Time sharing
In the real world, we also perform a number of tasks concurrently. We attend to a task and then if another task also needs our attention, we switch to it, attend to it for a while, and then go back to the first task. Let's look at a real-world example of how an office receptionist deals with their tasks.
When you visit any office, there is usually a receptionist who receives you and asks for your business. Say that, just as they are asking about who you need to meet, the office buzzer rings. They take the call, say "hello," speak for a while, and then ask you to wait for a second. Once the call is finished, they resume talking to you. These actions are shown in the following diagram:
The receptionist is sharing her time among all the parties interested in talking to her. She is working in a way so that everyone gets a slice of her time.
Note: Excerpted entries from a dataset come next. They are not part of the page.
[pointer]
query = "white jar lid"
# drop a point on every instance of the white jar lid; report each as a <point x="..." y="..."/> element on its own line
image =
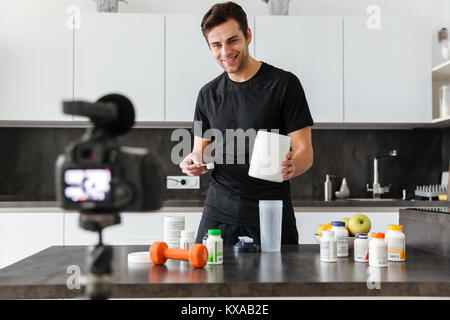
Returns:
<point x="187" y="233"/>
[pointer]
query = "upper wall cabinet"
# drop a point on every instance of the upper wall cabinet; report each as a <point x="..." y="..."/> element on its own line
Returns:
<point x="387" y="71"/>
<point x="122" y="53"/>
<point x="311" y="48"/>
<point x="189" y="65"/>
<point x="35" y="66"/>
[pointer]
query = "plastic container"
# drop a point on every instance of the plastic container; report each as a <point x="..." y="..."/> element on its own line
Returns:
<point x="396" y="244"/>
<point x="270" y="219"/>
<point x="172" y="230"/>
<point x="341" y="235"/>
<point x="361" y="247"/>
<point x="187" y="239"/>
<point x="444" y="101"/>
<point x="269" y="151"/>
<point x="377" y="250"/>
<point x="328" y="247"/>
<point x="214" y="244"/>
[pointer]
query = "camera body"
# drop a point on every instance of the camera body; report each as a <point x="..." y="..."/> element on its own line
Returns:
<point x="97" y="175"/>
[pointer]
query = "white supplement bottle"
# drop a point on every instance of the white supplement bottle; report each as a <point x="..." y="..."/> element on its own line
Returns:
<point x="328" y="247"/>
<point x="214" y="244"/>
<point x="361" y="247"/>
<point x="187" y="239"/>
<point x="341" y="235"/>
<point x="377" y="250"/>
<point x="396" y="245"/>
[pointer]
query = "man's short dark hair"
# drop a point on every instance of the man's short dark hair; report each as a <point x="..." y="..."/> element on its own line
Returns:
<point x="222" y="12"/>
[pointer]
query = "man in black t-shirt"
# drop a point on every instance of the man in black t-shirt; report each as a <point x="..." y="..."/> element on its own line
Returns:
<point x="248" y="96"/>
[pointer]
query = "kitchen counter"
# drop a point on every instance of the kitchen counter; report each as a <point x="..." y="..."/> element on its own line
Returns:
<point x="197" y="205"/>
<point x="296" y="271"/>
<point x="427" y="229"/>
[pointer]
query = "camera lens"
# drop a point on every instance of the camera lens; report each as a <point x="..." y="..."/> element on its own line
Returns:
<point x="88" y="154"/>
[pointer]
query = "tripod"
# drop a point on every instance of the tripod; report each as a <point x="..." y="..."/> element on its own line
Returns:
<point x="99" y="279"/>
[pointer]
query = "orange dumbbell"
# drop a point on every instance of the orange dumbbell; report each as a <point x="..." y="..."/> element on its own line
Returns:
<point x="197" y="255"/>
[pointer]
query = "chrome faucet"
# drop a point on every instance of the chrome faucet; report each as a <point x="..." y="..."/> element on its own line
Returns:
<point x="376" y="188"/>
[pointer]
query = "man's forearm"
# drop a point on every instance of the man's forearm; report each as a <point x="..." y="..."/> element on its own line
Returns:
<point x="303" y="161"/>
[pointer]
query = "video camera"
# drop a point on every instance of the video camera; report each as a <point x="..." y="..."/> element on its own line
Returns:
<point x="99" y="178"/>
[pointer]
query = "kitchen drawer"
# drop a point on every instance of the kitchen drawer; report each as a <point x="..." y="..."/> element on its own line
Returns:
<point x="25" y="233"/>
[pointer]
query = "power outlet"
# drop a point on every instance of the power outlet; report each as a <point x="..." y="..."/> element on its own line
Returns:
<point x="183" y="182"/>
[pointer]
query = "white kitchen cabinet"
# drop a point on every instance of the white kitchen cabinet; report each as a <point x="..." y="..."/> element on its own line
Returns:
<point x="25" y="233"/>
<point x="122" y="53"/>
<point x="307" y="222"/>
<point x="135" y="228"/>
<point x="189" y="64"/>
<point x="35" y="66"/>
<point x="311" y="48"/>
<point x="387" y="71"/>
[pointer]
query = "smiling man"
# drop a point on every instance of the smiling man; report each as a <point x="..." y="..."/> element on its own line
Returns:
<point x="248" y="95"/>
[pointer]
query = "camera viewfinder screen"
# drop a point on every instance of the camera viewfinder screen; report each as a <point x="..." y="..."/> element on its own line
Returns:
<point x="87" y="185"/>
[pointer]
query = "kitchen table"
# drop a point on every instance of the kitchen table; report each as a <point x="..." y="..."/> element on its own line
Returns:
<point x="296" y="271"/>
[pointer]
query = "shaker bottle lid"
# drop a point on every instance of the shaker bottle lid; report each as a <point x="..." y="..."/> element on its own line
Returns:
<point x="329" y="233"/>
<point x="337" y="223"/>
<point x="395" y="227"/>
<point x="270" y="203"/>
<point x="214" y="232"/>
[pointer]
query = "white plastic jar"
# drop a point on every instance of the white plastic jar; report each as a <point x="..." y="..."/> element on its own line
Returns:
<point x="214" y="244"/>
<point x="341" y="235"/>
<point x="361" y="247"/>
<point x="187" y="239"/>
<point x="396" y="244"/>
<point x="377" y="250"/>
<point x="328" y="247"/>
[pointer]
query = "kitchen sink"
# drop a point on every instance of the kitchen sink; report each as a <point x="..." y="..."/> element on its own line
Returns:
<point x="372" y="199"/>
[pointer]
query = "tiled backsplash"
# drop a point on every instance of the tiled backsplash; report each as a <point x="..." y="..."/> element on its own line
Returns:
<point x="27" y="159"/>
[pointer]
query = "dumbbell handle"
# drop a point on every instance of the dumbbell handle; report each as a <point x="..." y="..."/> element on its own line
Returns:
<point x="197" y="255"/>
<point x="177" y="254"/>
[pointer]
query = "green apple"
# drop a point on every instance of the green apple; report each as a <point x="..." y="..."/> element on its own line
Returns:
<point x="345" y="220"/>
<point x="359" y="223"/>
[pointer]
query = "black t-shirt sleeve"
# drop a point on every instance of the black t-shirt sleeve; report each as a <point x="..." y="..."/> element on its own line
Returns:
<point x="295" y="111"/>
<point x="201" y="121"/>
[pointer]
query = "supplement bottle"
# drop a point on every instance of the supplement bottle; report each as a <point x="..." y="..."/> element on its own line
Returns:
<point x="396" y="245"/>
<point x="377" y="250"/>
<point x="361" y="247"/>
<point x="341" y="235"/>
<point x="214" y="244"/>
<point x="328" y="247"/>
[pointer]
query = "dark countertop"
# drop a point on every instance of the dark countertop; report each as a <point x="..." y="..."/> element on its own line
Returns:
<point x="295" y="271"/>
<point x="427" y="229"/>
<point x="179" y="204"/>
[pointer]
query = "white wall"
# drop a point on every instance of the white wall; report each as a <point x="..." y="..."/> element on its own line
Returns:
<point x="436" y="9"/>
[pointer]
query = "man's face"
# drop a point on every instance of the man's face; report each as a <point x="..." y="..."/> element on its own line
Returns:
<point x="229" y="46"/>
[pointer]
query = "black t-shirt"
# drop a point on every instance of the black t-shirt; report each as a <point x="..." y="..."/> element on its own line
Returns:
<point x="271" y="99"/>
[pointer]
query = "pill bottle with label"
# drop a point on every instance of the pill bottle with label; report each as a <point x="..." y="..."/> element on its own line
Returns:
<point x="377" y="250"/>
<point x="214" y="244"/>
<point x="187" y="239"/>
<point x="341" y="235"/>
<point x="328" y="247"/>
<point x="361" y="247"/>
<point x="396" y="245"/>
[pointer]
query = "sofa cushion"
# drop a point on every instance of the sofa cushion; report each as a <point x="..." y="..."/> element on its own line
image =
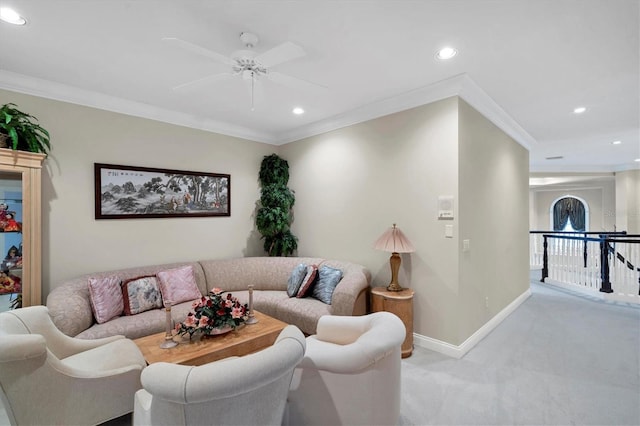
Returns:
<point x="308" y="281"/>
<point x="328" y="279"/>
<point x="295" y="280"/>
<point x="106" y="298"/>
<point x="178" y="285"/>
<point x="141" y="294"/>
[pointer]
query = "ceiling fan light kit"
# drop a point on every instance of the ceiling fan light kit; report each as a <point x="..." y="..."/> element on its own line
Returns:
<point x="247" y="64"/>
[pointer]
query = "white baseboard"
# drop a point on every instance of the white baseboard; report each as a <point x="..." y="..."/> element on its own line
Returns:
<point x="461" y="350"/>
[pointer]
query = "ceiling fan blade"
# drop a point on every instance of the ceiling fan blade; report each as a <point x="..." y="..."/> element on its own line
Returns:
<point x="293" y="82"/>
<point x="199" y="50"/>
<point x="279" y="54"/>
<point x="192" y="85"/>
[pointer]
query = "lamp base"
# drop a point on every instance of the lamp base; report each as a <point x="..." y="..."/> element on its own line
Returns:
<point x="394" y="260"/>
<point x="394" y="287"/>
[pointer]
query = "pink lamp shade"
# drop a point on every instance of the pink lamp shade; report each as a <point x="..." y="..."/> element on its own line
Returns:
<point x="394" y="241"/>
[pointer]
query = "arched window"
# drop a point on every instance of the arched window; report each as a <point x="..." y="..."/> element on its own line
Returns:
<point x="569" y="214"/>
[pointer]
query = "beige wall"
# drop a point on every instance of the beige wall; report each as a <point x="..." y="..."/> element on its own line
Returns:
<point x="628" y="201"/>
<point x="351" y="184"/>
<point x="75" y="243"/>
<point x="494" y="217"/>
<point x="392" y="170"/>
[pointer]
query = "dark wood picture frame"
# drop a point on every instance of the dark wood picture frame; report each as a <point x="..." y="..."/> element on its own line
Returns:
<point x="127" y="192"/>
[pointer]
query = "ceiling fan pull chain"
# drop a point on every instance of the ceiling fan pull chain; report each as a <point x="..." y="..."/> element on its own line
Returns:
<point x="252" y="91"/>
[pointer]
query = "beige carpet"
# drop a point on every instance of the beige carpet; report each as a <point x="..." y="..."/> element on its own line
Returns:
<point x="560" y="359"/>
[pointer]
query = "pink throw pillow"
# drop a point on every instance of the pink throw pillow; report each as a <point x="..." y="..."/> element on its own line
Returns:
<point x="106" y="298"/>
<point x="178" y="285"/>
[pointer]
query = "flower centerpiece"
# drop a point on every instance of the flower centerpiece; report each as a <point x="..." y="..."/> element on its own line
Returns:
<point x="215" y="313"/>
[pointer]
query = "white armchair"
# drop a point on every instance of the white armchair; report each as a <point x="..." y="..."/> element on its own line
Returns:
<point x="47" y="377"/>
<point x="248" y="390"/>
<point x="350" y="374"/>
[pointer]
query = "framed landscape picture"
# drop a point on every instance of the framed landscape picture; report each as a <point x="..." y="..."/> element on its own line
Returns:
<point x="126" y="192"/>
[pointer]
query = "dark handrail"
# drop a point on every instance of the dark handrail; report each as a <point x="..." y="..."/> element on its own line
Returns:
<point x="604" y="239"/>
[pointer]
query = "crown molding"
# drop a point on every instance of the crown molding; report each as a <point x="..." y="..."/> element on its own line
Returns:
<point x="460" y="85"/>
<point x="62" y="92"/>
<point x="594" y="168"/>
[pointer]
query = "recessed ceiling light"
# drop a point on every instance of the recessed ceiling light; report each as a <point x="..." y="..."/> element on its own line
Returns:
<point x="11" y="16"/>
<point x="446" y="53"/>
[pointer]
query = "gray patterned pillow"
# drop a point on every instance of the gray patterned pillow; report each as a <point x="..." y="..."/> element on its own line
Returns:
<point x="295" y="280"/>
<point x="328" y="279"/>
<point x="141" y="294"/>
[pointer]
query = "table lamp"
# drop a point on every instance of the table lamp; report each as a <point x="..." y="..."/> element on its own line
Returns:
<point x="394" y="241"/>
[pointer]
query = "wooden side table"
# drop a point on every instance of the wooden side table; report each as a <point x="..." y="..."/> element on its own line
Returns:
<point x="399" y="303"/>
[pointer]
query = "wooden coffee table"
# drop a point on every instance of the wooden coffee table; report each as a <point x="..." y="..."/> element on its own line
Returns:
<point x="239" y="342"/>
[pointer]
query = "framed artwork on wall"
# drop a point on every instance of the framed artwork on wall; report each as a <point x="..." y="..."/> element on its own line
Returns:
<point x="127" y="192"/>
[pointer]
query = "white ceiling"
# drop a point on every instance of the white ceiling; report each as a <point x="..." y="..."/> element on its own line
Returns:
<point x="536" y="59"/>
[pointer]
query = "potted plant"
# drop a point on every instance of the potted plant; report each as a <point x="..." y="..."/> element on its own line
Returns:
<point x="20" y="131"/>
<point x="274" y="217"/>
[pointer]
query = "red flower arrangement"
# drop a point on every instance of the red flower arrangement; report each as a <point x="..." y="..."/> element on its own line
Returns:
<point x="212" y="313"/>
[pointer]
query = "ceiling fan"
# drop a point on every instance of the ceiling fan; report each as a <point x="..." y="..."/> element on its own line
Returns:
<point x="248" y="64"/>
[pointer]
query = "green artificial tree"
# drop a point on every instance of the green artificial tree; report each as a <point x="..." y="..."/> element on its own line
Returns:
<point x="274" y="216"/>
<point x="22" y="130"/>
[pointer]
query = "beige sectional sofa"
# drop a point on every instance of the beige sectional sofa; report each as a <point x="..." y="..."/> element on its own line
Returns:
<point x="70" y="306"/>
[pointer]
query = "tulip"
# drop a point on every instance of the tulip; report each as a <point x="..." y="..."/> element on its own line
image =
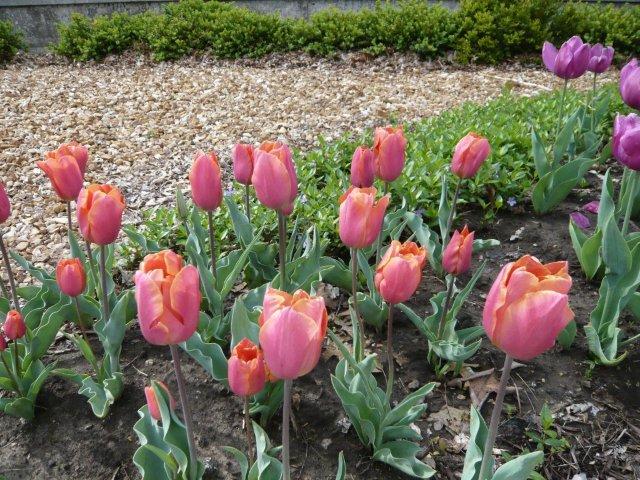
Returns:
<point x="456" y="258"/>
<point x="363" y="167"/>
<point x="168" y="298"/>
<point x="399" y="272"/>
<point x="14" y="326"/>
<point x="599" y="58"/>
<point x="100" y="210"/>
<point x="361" y="216"/>
<point x="274" y="177"/>
<point x="246" y="372"/>
<point x="527" y="307"/>
<point x="70" y="276"/>
<point x="389" y="145"/>
<point x="206" y="182"/>
<point x="571" y="61"/>
<point x="469" y="155"/>
<point x="630" y="84"/>
<point x="152" y="401"/>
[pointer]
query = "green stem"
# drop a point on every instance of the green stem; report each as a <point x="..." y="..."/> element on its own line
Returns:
<point x="495" y="420"/>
Now, keeping the toll plaza and the receptionist in mind, replace the toll operators with a CPU core and the cars with tasks, and you get a fairly good mental model of today's concurrent hardware. If we increase the number of toll operators from three to six, we will increase the number of cars getting serviced in parallel (at the exact same time) to six. A pleasant side effect is that the queued cars will also spread out, and every car will get serviced faster. The same holds true when we execute a concurrent program. Hence, things are faster overall.
Just as the receptionist is doing multiple things at the same time, such as time sharing between the visitors, a CPU shares time with processes (running programs). This is how concurrency gets supported on a single CPU.